要知用刑本意原為弼教,苟寬能教,更是聖德感人,更見妙手作用。若只恃雷霆之威,霜雪之法,民知畏而不知愧,待無可畏時,依舊為惡,何能成化?故畏之不如愧之,忿之不如訓之,遠之不如感之。

新字:要知用刑本意原為弼教,苟寛能教,更是聖徳感人,更見妙手作用。若只恃雷霆之威,霜雪之法,民知畏而不知愧,待無可畏時,依旧為悪,何能成化?故畏之不如愧之,忿之不如訓之,遠之不如感之。

書き下し

知るを要す、刑を用ふる本意は原と教を弼くる為なり。苟しくも寬にして能く教へば、更に是れ聖德の人を感ぜしむるにして、更に妙手の作用を見る。若し只だ雷霆の威、霜雪の法を恃まば、民は畏るるを知りて愧づるを知らず。畏る可き無き時を待たば、依舊として惡を為す。何ぞ能く化を成さん。故に之を畏れしむるは之を愧ぢしむるに如かず。之を忿るは之を訓ふるに如かず。
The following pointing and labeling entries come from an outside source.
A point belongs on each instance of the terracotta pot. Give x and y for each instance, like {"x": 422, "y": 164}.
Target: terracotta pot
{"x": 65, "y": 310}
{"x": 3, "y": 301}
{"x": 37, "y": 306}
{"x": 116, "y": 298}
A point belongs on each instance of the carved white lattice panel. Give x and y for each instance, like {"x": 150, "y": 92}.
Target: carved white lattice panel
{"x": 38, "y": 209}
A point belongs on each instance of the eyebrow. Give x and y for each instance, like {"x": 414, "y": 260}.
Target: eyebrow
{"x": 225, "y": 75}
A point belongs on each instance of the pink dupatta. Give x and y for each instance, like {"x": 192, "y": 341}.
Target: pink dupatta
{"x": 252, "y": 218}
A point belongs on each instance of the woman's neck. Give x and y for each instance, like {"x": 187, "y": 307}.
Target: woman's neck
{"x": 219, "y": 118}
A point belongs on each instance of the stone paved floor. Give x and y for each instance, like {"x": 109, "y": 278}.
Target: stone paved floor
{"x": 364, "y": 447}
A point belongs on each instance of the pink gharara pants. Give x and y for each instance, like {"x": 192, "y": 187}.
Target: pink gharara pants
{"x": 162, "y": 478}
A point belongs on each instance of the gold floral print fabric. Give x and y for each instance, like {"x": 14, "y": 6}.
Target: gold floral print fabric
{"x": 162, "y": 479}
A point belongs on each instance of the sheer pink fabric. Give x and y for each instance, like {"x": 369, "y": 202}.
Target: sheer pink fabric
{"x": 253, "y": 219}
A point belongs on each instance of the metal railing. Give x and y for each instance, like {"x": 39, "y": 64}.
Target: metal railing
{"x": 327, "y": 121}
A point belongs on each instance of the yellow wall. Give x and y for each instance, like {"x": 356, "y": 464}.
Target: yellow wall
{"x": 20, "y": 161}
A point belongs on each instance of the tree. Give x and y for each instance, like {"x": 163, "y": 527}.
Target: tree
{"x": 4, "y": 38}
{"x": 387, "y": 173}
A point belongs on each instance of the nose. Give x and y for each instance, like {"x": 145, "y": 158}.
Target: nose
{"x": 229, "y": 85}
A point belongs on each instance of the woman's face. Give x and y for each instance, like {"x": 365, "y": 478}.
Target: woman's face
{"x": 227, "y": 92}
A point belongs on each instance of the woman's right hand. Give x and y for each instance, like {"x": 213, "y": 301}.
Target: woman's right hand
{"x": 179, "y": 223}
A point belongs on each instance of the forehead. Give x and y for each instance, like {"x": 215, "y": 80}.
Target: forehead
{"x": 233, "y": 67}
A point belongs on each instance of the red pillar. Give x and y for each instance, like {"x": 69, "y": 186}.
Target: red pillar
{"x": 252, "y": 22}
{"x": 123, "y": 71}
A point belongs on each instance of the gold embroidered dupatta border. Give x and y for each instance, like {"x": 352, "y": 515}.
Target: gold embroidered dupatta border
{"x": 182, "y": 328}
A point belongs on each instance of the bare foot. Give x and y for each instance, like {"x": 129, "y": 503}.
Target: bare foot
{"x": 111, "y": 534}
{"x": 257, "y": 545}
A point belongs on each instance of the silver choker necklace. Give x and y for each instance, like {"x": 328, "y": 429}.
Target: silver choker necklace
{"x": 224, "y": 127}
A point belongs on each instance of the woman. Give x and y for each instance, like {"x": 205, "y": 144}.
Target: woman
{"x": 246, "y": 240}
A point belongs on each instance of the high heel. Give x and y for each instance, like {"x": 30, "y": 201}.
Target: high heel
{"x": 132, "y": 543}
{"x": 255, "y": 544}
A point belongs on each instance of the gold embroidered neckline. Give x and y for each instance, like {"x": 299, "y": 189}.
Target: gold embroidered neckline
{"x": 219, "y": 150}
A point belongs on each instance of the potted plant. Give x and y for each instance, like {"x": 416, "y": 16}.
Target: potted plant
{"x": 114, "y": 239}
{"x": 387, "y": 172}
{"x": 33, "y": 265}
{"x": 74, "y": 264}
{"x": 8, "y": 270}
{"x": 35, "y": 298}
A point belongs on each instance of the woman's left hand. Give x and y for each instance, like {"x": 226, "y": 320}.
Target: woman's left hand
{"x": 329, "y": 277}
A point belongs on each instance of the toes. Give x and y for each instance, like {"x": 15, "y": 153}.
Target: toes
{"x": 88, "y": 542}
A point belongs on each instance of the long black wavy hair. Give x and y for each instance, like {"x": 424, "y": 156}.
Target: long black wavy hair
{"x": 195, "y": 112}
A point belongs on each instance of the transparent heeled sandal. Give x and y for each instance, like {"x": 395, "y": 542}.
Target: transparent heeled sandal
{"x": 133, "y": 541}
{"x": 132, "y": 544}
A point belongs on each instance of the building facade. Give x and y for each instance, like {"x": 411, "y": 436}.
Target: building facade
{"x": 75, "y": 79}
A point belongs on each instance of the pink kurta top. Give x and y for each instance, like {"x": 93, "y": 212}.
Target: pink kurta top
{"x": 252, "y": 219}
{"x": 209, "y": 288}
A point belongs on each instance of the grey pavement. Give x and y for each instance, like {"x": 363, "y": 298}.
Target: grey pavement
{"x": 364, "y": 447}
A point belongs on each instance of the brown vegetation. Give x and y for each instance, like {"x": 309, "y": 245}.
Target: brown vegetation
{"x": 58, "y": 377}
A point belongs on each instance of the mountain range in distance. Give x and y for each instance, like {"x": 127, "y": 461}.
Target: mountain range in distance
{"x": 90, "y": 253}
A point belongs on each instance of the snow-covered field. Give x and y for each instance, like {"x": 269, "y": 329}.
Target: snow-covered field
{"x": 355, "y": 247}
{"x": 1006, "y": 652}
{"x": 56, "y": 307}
之を遠ざくるは之を感ぜしむるに如かず。

現代語訳

知るべきです、刑を用いる本来の意図は、もともと教えを助けるためです。もし寛やかにして教えられるなら、それこそ聖なる徳が人を動かすことであり、優れた手つきが見えます。もしただ雷の威と霜雪の法に頼れば、民は畏れることを知って恥じることを知りません。畏れるものが無くなる時を待って、元のまま悪をなします。どうして化を成せるでしょうか。だから畏れさせるより恥じさせるほうがよく、憤るより教えるほうがよく、遠ざけるより感じさせるほうがよいのです。

解説

刑の目的を、教えを助けることに置きます。だから寛やかに教えられるならそのほうが上です。理由は明快で、畏れは監視が無くなれば消えますが、恥は残るからです。そして三つの比較が並べられます。畏れさせるより恥じさせる、憤るより教える、遠ざけるより感じさせる。どれも外からの圧を内からの動きに置き換える方向になっています。